Patrick Curtin

Personal information
- Native name: Padraig Mac Curtain (Irish)
- Born: 17 March 1989 Moyvane, County Kerry, Ireland
- Died: 29 December 2015 (aged 26) Miami, Florida, U.S.

Sport
- Sport: Gaelic football
- Position: Right corner-forward

Club
- Years: Club
- Moyvane

Inter-county*
- Years: County / Apps (scores)
- 2012-2013: Kerry / 6 (0-1)

Inter-county titles
- Munster titles: 0
- All-Irelands: 0
- NFL: 0
- All Stars: 0
- *Inter County team apps and scores correct as of 21:32, 29 December 2015.

= Patrick Curtin =

Irish Gaelic footballer (1989–2015)

Patrick Curtin (17 March 1989 – 29 December 2015) was an Irish Gaelic footballer who played as a left corner-forward for the Kerry senior football team.

==Career==
Born in Moyvane, County Kerry, Curtin first played competitive Gaelic football in his youth. At club level he played with Moyvane. Curtin arrived on the inter-county scene when he first linked up with the Kerry minor team before later joining the under-21 and junior sides. He made his senior debut during the 2012 league. He would go on to play for Kerry for two seasons. He made a total of six championship appearances for Kerry.

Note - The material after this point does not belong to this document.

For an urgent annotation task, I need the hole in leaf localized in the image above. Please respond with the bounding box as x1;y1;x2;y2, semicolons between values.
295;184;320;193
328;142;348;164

These included substitute appearances in two All-Ireland quarter-finals: in the 2012 loss to eventual champions Donegal, as well as the 2013 defeat of Cavan. His retirement came during the conclusion of the 2013 championship.

==Death==
Just before Christmas in 2015, Curtin sustained serious head injuries after being involved in a car crash in Guatemala. After being transported to a Miami, Florida hospital, he died on 29 December 2015.